Maria Raven, MD, MPH

Inspiration

Doctors often express frustration with the revolving door of medicine, and emergency department (ED) providers are at its center. We know that our patients need long-term supports to foster health, but the current structure of and areas of investment in our health and social care delivery system can make this difficult. I did my emergency medicine residency and a research fellowship in New York City at NYU Langone/Bellevue Hospital Center. It was clear to me that an ED visit can be an opportunity for interventions outside of only health care for patients. There, I oversaw one of six New York State Department of Health-funded Chronic Illness Demonstration Projects, which allowed me to explore institutional barriers to obtaining health care and other resources vulnerable patients need, and how to mitigate them. For example, we established data sharing agreements that allowed for information exchange between the public hospital system and multiple homeless services agencies, and our program staff followed patients across systems of care, from the ED or hospital to the shelter, street, or supportive housing unit. Identifying and lowering policy barriers is rewarding because it allows everyone in the system to function in a more coordinated manner, with the patient at the center.  

Impact

Since coming to UCSF in 2011, I have worked to investigate how frequent users of the health and social care system, many of whom have multiple unmet social needs, use health and community based services. I have also continued to develop, implement, and evaluate programs to address this population’s unmet needs. Because of some of this research, colleagues and I have been able to inform SFDPH policies related to care provision for the most frequent users in San Francisco city and county.  

Strategies

  • Publish in peer-reviewed journals: disseminate research findings, review existing literature, and write opinion pieces and editorials to help establish your expertise.
  • Based on the evidence we developed in the Whole Person Care pilot, we presented our findings and made recommendations to county public health and government leaders as physicians and researchers, to push forward policy changes.
  • Work with organizations focused on similar populations and partner on research: I worked for several years with the San Francisco Health Plan to develop and implement programs to care for their highest frequency members, and collaborated with the Health Plan on research.
  • Serve as advisory and specialty organization board members in order to advocate, affect policy and legislation, and disseminate data. I was on the Board for Collective Medical, and on the Board of Directors for the California chapter of the American College of Emergency Physicians (ACEP).
  • I am on the volunteer advisory board for collective medical and was on the BOD for CA chapter of the American college of emergency physicians (ACEP)
  • Lead efforts to implement change in the acute care system to address social needs (both EDIE program at UCSF; the Whole Person Care project; work with ACEP and SAEM as a leader in their sections/interest groups on Social EM).

Timeline

I am a practicing emergency medicine physician and health services researcher. I am also the Chief of Emergency Medicine at UCSF and a Vice Chair in the UCSF Department of Emergency Medicine. Prior to joining the UCSF faculty in 2011, I completed my residency and a research fellowship at NYU/Bellevue Hospital Center and oversaw one of six New York State Department of Health-funded Chronic Illness Demonstration Projects for the New York City Health and Hospitals Corporation and New York State Medicaid.

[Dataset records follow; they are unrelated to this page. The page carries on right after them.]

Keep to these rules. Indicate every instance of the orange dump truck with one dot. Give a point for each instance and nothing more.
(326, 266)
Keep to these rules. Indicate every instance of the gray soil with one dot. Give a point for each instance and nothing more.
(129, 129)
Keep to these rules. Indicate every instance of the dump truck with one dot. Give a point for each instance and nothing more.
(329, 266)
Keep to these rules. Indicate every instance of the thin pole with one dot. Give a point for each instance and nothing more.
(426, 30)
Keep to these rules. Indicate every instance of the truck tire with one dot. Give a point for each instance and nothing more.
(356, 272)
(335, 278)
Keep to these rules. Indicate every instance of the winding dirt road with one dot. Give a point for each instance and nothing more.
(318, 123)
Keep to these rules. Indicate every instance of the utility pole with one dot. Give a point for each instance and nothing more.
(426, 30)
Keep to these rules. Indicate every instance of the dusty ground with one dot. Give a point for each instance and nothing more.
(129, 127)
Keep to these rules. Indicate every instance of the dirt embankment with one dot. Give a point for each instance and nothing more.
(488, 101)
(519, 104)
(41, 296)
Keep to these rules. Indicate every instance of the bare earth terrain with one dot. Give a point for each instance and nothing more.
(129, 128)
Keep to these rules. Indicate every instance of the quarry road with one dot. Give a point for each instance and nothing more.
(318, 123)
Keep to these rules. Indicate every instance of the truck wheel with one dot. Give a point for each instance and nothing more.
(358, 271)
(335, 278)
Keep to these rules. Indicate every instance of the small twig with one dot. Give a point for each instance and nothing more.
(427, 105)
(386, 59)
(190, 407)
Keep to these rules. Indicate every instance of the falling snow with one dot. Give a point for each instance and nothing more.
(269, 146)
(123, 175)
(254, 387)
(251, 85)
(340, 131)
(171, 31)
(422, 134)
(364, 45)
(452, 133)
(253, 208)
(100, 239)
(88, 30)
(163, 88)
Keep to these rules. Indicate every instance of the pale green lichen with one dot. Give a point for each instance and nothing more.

In addition to working clinically in the ED at UCSF, I speak locally, and nationally, about caring for complex populations, frequent emergency department users, and the link between homelessness and health. I have published and peer-reviewed extensively on these and other topics. I am co-PI for the San Francisco Whole Person Care Pilot evaluation, which focuses on improving care for chronically homeless high users of health and social care services. I lead the EDIE (emergency department information exchange) program in the UCSF ED. I am also the lead evaluator for a Santa Clara County Pay for Success program, providing permanent supportive housing for chronically homeless frequents users of the County health system and jail. I will be the co-editor of a forthcoming Social Emergency Medicine textbook and is currently working on multiple initiatives to improve care for individuals with substance use disorders in emergency departments.